Imation CEO Mark Lucas told analysts that he was "highly encouraged" with Imation's efforts to transform itself into a global leader in data storage and security.

He praised the 20 percent climb of its Nexsan and Iron Key divisions and the company's investments in its tiered storage and security solutions segment. He noted that the long struggling firm is seeing new customers for select products such as its "Windows To Go" and its "PC on a stick." He was also encouraged by new secure-data storage contracts with the U.S. government and several Japanese customers.

While officials of the former 3M spin off were pleased that losses were less steep than in the past, Wednesday's report has not mollified all investors.

The stock of Oakdale-based Imation on Wednesday fell 40 cents, or 9.8 percent, to $3.70. That price is far below the $6.20 price from March 2014.

Lucas reiterated Wednesday that the company is exploring all options to maximize shareholder value. It hired an investment banking firm to assist in finding possible buyers and has put its headquarters real estate up for sale. Officials announced Wednesday that another property owned by Imation appears to have a buyer, but did not elaborate.

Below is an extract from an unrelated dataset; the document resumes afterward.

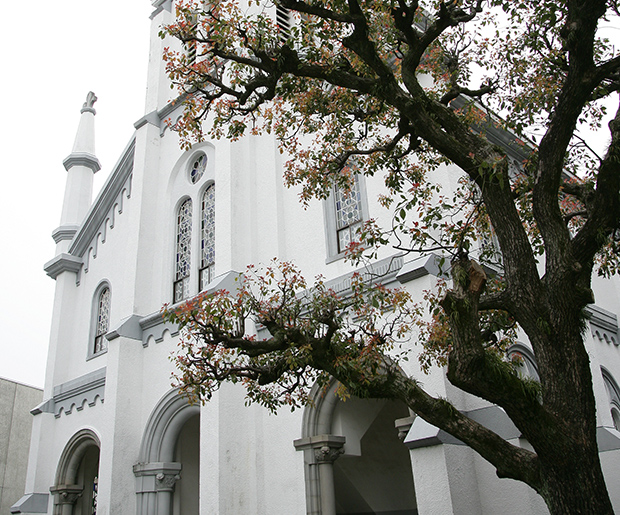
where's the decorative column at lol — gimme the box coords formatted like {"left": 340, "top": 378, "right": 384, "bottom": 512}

Despite such efforts, Imation has been in the cross hairs of activist investors such as the Clinton Group, a New York investment firm with $1.5 billion in assets under management.

In March, Clinton filed a proxy statement with the Securities and Exchange Commission alleging Imation mismanagement and outlining why it wants to nominate three candidates to the data storage company's board and slash executive and director pay.

The filing seeks the support of shareholders of Oakdale-based Imation against the wishes of Imation's management. Shareholders will get to vote on the issue on May 20, when Imation holds its annual meeting.